Jannik Sinner continua il suo percorso di recupero al ginocchio destro, infortunio che lo tiene lontano dai campi dal 13 luglio. L’atleta trascorrerà un’altra settimana di intenso lavoro a Torino, con l’obiettivo finale di tornare in campo per l’ATP 500 di Pechino, torneo di cui è campione in carica.
Il numero uno del ranking mondiale seguirà un programma di recupero concordato con il suo staff tecnico e medico, dividendosi tra le strutture del J Medical e la palestra della Juventus alla Continassa. Il lavoro si concentra sulla fisioterapia, su esercizi mirati e sul rinforzo della muscolatura a sostegno dell’articolazione.

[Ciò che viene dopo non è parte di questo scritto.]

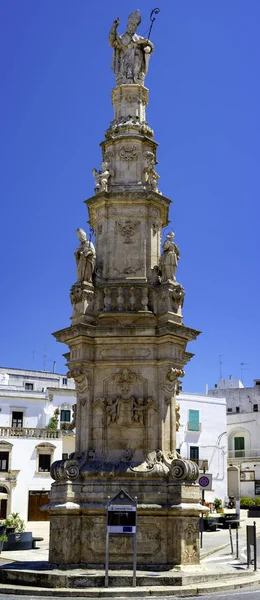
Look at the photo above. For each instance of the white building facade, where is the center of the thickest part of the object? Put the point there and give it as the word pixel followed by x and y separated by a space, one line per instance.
pixel 202 437
pixel 28 402
pixel 243 425
pixel 36 428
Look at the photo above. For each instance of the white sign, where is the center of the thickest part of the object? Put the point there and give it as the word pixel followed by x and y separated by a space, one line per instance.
pixel 205 481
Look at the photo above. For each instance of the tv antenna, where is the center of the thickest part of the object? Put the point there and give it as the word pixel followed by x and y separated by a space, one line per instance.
pixel 242 369
pixel 220 359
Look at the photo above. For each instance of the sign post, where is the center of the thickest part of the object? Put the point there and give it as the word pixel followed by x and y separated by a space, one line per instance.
pixel 121 519
pixel 205 483
pixel 251 541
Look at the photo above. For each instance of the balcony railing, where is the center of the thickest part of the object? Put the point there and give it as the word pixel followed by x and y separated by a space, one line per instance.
pixel 194 427
pixel 202 464
pixel 30 432
pixel 247 453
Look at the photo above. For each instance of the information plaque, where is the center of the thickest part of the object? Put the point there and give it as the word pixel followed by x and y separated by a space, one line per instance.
pixel 121 520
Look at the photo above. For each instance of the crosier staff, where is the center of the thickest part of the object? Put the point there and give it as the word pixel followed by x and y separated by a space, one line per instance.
pixel 155 11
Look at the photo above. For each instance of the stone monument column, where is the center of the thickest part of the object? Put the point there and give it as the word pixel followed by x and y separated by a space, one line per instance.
pixel 127 350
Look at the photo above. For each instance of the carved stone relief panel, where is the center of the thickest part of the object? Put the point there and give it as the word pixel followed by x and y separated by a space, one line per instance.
pixel 126 408
pixel 127 229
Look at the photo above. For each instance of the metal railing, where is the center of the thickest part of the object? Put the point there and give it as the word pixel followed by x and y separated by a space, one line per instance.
pixel 246 453
pixel 202 464
pixel 30 432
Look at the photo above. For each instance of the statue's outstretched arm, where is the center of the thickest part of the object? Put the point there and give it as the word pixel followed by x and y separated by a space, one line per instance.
pixel 113 37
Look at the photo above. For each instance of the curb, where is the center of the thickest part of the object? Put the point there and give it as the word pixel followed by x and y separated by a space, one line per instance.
pixel 138 592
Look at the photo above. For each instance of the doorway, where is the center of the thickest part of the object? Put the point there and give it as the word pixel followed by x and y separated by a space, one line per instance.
pixel 3 502
pixel 36 500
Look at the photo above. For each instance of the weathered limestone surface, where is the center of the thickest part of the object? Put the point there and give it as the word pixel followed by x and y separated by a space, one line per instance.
pixel 127 350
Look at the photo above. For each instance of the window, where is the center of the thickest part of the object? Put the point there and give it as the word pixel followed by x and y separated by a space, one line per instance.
pixel 194 418
pixel 194 453
pixel 44 457
pixel 247 476
pixel 29 386
pixel 65 416
pixel 17 419
pixel 239 447
pixel 4 460
pixel 44 462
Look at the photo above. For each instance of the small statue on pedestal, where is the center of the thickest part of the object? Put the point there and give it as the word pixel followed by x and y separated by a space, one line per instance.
pixel 150 176
pixel 131 51
pixel 169 259
pixel 85 257
pixel 102 176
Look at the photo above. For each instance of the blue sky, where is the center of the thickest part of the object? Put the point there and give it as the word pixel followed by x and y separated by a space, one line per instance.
pixel 55 86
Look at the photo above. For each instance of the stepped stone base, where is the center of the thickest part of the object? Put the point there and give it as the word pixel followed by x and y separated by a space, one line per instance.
pixel 44 575
pixel 167 525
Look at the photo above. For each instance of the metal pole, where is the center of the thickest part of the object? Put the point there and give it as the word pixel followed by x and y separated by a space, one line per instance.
pixel 255 551
pixel 237 547
pixel 231 540
pixel 135 540
pixel 107 545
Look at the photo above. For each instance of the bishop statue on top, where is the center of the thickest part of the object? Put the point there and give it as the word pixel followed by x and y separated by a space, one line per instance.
pixel 131 52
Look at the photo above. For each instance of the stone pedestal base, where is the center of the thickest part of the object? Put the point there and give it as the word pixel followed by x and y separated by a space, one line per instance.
pixel 167 532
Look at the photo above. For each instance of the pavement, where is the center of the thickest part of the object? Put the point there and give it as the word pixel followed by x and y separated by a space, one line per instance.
pixel 219 571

La priorità assoluta è garantire un rientro in totale sicurezza, senza accelerare i tempi. Per questo motivo, Sinner non ha ancora ripreso ad allenarsi con la racchetta. Al termine della settimana è in programma una nuova valutazione congiunta con i medici e i tecnici per analizzare i progressi.
In base all’esito del controllo si deciderà se e come reintrodurre gradualmente l’attività sul campo, monitorando attentamente la risposta del ginocchio. Nei giorni scorsi, Sinner si è concesso una pausa dagli allenamenti per assistere al Gran Premio d’Italia a Monza e successivamente all’incontro di calcio tra Milan e Juventus a San Siro.
Interpellato sulle sue condizioni durante l’evento automobilistico, l’atleta ha mostrato ottimismo, affermando che il recupero sta procedendo bene. Nonostante le sensazioni positive, il percorso riabilitativo non è ancora terminato e non è stata stabilita una data certa per il rientro agonistico.
L’approccio dello staff rimane prudente e focalizzato sulla completa guarigione. Il calendario del rientro rimane orientato verso la tournée asiatica. L’obiettivo principale è essere pronti per l’ATP 500 di Pechino, per poi proseguire con il Masters 1000 di Shanghai.
La programmazione include anche l’esibizione del Six Kings Slam in Arabia Saudita, prevista per fine ottobre. La strategia è chiara: non ci sarà alcuna corsa contro il tempo. Sinner tornerà a competere solo quando il ginocchio sarà in grado di sopportare i carichi di lavoro agonistici, senza preoccupazioni per la potenziale perdita della prima posizione nel ranking ATP, attualmente contesa da Alexander Zverev. Un rientro affrettato sarebbe considerato un rischio inutile per la carriera del tennista.